The best partnerships balance oversight with efficiency. Establish direct communication channels between key team members to prevent small issues from becoming major roadblocks. Never underestimate the power of face-to-face meetings – I’ve repeatedly seen issues that festered for months over email resolve in a single in-person conversation. Think of partnership management as maintaining a healthy marriage: regular check-ins, open dialogue, and dealing with small problems before they become big ones.
First 90 Days:
Launch joint committees quickly and establish regular meeting cadence
Create clear project plans with near-term milestones
Define data-sharing protocols and communication channels
Align decision-making processes for common situations
Establish regular status reporting format and frequency
Personnel Management:
Identify key points of contact across all functional areas
Create backup contacts for critical roles
Monitor team chemistry and address conflicts early
Maintain continuity through personnel changes
Consider cultural differences, especially in global partnerships
Even the most promising partnerships can face periods of misalignment as priorities shift, personnel change, or external factors intervene. When serious conflicts arise, both parties often find themselves reviewing contract provisions that seemed theoretical during negotiations. While it’s natural to focus on legal remedies in these situations, most companies strongly prefer to avoid litigation, instead relying on the dispute resolution mechanisms built into their agreements. The best approach is preventive: investing in careful partner selection, maintaining strong communication channels, and addressing smaller issues before they escalate.

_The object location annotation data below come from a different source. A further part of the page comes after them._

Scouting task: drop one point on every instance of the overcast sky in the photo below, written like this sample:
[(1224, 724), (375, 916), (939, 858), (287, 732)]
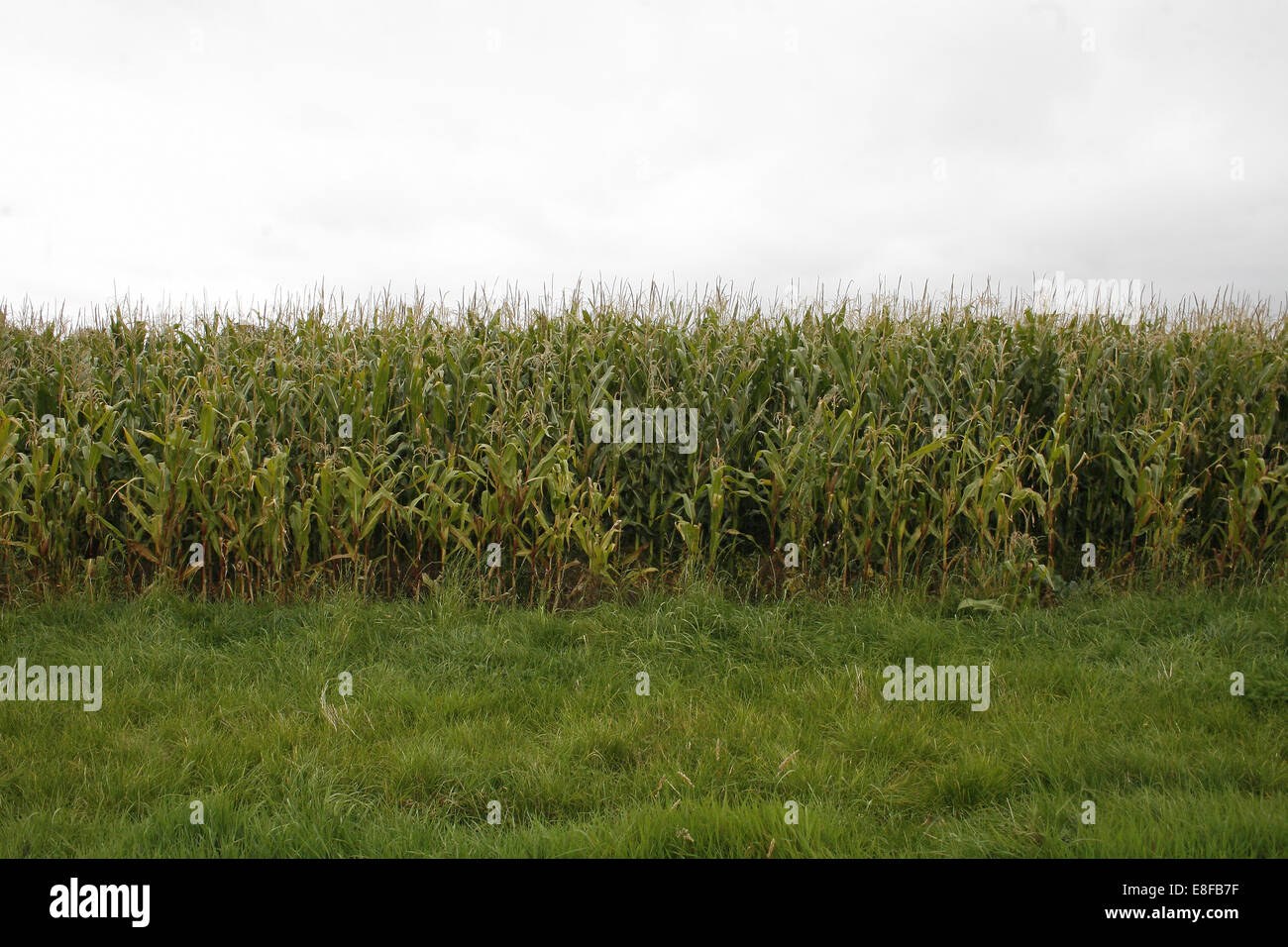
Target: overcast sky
[(187, 150)]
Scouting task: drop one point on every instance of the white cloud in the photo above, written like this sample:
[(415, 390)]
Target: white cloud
[(166, 151)]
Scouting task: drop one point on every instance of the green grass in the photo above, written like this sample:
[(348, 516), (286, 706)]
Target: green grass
[(1122, 699)]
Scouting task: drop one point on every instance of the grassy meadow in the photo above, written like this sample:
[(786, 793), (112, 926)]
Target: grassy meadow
[(240, 517), (1121, 699)]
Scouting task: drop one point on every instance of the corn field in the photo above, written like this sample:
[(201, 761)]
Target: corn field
[(975, 445)]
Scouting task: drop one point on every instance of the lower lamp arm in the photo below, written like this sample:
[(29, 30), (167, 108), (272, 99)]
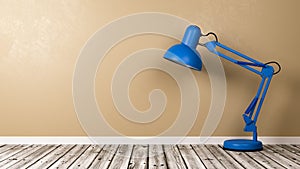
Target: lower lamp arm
[(266, 74)]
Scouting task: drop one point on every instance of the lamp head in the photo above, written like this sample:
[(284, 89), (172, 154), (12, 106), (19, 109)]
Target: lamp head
[(185, 53)]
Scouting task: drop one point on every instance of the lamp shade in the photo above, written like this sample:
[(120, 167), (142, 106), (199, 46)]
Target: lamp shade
[(185, 53)]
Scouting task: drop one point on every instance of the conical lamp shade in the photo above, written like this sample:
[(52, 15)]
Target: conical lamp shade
[(185, 53)]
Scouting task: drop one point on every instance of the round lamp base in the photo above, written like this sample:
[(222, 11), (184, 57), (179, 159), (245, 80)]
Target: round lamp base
[(242, 145)]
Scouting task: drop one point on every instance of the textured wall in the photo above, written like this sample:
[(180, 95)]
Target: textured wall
[(41, 40)]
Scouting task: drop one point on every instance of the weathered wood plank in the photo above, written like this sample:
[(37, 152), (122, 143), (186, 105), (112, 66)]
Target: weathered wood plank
[(279, 158), (139, 157), (263, 160), (105, 157), (223, 157), (173, 157), (19, 156), (122, 157), (245, 160), (190, 157), (287, 154), (7, 147), (86, 159), (52, 157), (70, 157), (157, 157), (209, 160), (11, 151), (291, 148), (33, 157), (296, 145)]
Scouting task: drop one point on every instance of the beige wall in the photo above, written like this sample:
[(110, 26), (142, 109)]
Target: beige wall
[(40, 41)]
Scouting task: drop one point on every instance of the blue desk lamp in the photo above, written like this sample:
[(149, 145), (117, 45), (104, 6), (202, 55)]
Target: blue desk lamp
[(186, 54)]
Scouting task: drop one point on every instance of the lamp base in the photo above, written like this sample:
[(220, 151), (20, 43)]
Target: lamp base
[(242, 145)]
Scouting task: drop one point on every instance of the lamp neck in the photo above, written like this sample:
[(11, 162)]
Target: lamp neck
[(191, 36)]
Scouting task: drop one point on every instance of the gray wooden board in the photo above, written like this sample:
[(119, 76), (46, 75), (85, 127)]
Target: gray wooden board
[(12, 151), (296, 145), (52, 157), (223, 157), (122, 157), (70, 157), (33, 157), (86, 159), (287, 154), (19, 156), (105, 157), (156, 157), (274, 155), (264, 160), (8, 147), (291, 148), (139, 157), (190, 157), (173, 157), (209, 160)]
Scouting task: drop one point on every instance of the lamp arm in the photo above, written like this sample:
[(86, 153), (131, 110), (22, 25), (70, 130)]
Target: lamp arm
[(266, 74)]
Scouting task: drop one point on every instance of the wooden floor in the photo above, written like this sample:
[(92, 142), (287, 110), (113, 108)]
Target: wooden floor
[(146, 156)]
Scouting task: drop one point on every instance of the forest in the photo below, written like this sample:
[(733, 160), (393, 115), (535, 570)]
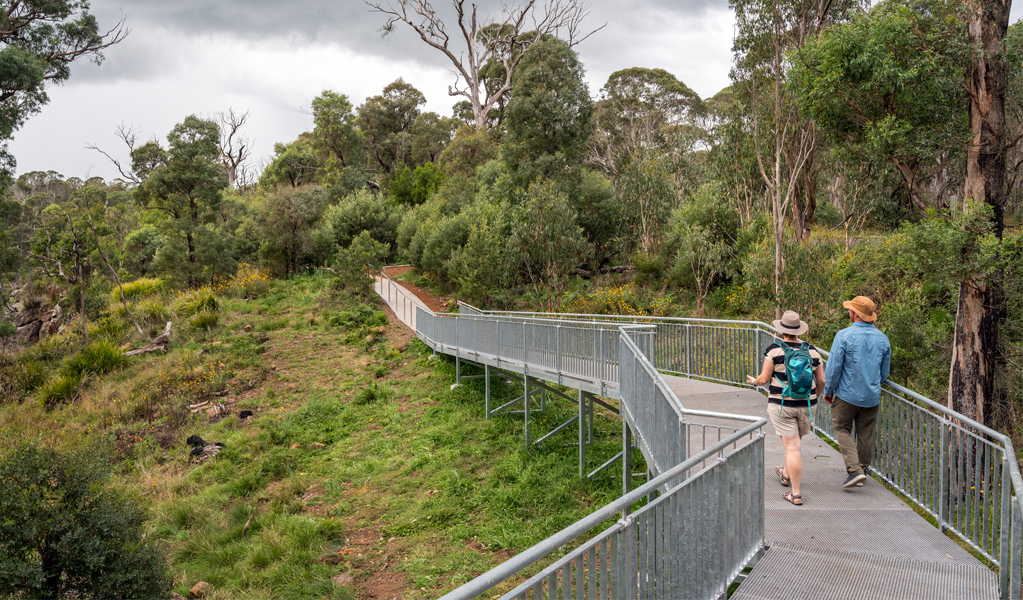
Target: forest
[(841, 160)]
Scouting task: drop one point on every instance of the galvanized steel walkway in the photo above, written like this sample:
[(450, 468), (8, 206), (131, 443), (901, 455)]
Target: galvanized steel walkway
[(841, 544)]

Remember that partnerships evolve. What works in year one might need adjustment in year three. Regular partnership health checks can help identify areas needing attention before they become problems. Success requires not just delivering on commitments, but building the kind of relationship that can weather inevitable challenges and capitalize on unexpected opportunities.
Final Thoughts
The biotech partnership landscape is complex, with endless permutations of deal structures and terms. But at its core, every partnership shares the same fundamental goal: accelerating the development of breakthrough therapies for patients. While financial terms often dominate early discussions, the most successful partnerships are built on a shared vision of creating lasting therapeutic value.
For platform companies especially, the key is selectivity – choosing partnerships where both parties are genuinely committed to long-term collaboration. The most valuable partnerships aren’t always the ones with the highest upfront payments, but rather those where strategic alignment creates opportunities for both companies to grow and innovate together.
Remember that like any successful relationship, great partnerships thrive on mutual respect, clear communication, and shared purpose. The time you invest in finding the right partner and building a strong foundation will pay dividends in your journey to bring medicines to patients.